— Опоздали бы, говорите? — казалось, с глубоким интересом спросил старик.— Да, жертв было бы в два-три раза больше... А вы вынесли все... настояли на своем... даже приняли на себя оскорбительное прозвище пьяницы, ученого дурака, безумца... Работали, не жалея сил. Я всегда так считал, а оказывается...
— Ну... да... В какой-то мере, может быть, так оно и есть. Но на самом-то деле...— Голос профессора Тадокоро мучительно прерывался.— На самом-то деле... я хотел скрыть то, что увидел благодаря своей интуиции... Я был словно в беспамятстве... Хотел чтобы гораздо больше людей, намного больше погибло вместе с Японией, вместе с этими островами...
Старик молчал, лишь изредка слышалось его легкое покашливание.
— Разве это не странно?! Откровенно говоря, я собирался обратиться ко всем японцам с призывом... Сказать им: друзья, Япония, наши острова* наша земля... будет разрушена, уйдет под воду, погибнет. Давайте, мы, японцы, умрем все вместе, умрем с нашими любимыми островами... Даже теперь мне иногда приходит в голову, что так было бы лучше. Потому что... Только подумать о муках и горе, которые придется терпеть японцам, убежавшим за моря...
Свирепый ветер вновь со свистом обрушился на сад, неся с собой влагу и запах совсем уже близкого моря.
— Тадокоро-сан... вы, кажется, были холостяком? — опять спросил старик, покашливая.
— Да.
— Да, так и должно было быть. Я теперь понял. Вы же были влюблены в эти острова, в Японию...
— Совершенно верно.— Профессор Тадокоро, словно обрадовавшись, что наконец-то может сказать об этом вслух, закивал головой.— Да. Вернее, даже не влюблен был, а испытывал великую любовь...
— И обнаружили в организме бесконечно любимой возлюбленной признаки неизлечимой раковой опухоли... От чрезмерного горя...
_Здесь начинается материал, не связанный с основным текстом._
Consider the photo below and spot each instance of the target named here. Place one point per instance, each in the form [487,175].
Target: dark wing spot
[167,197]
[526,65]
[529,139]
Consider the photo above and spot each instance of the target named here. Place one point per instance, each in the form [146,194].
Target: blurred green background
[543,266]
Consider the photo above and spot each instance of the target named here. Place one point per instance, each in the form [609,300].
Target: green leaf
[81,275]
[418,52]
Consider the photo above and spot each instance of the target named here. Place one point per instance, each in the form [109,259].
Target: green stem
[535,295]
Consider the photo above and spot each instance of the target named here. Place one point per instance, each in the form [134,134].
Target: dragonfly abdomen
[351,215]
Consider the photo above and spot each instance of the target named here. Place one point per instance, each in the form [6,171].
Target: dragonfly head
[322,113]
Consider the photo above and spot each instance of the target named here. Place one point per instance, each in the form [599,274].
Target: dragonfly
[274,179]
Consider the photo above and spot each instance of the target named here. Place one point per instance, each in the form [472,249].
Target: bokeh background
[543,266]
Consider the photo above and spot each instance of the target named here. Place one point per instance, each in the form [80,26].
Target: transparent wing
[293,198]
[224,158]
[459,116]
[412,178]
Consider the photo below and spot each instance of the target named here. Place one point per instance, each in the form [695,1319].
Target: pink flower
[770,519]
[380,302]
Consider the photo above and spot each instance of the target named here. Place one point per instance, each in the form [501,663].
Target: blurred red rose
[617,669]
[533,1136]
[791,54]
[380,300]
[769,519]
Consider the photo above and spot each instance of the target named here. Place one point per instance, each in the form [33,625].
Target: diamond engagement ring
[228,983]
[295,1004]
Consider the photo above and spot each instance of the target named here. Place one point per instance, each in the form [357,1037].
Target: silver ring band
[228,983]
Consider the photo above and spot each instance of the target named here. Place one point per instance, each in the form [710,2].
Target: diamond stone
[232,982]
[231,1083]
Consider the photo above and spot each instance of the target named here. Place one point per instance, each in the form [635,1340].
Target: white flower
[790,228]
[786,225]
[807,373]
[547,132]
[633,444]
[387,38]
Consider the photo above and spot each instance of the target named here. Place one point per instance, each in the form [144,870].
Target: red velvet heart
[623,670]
— Да.— Профессор Тадокоро, прикрыл лицо руками, тихо заплакал.— Совершенно верно. С тех пор как я это обнаружил, я решил умереть вместе с этими островами...
— То есть самоубийство по сговору между влюбленными...— В горле старика опять засвистело, но не от кашля, а потому, что ему стало смешно от собственных слов.— Японцы все же странный народ...
— Знаете, был даже момент, когда я в запале думал, что японцы меня поймут, стоит мне только к ним обратиться — шмыгнув носом, пробормотал профессор.— Ну, а потом я решил, что нельзя заставлять людей умирать вместе с возлюбленной, в которую сам влюблен...
— И наверное, не потому, что хотели владеть ею единолично, а потому, что, если бы вы обратились ко всем с призывом, неожиданно много людей разделили ваше настроение...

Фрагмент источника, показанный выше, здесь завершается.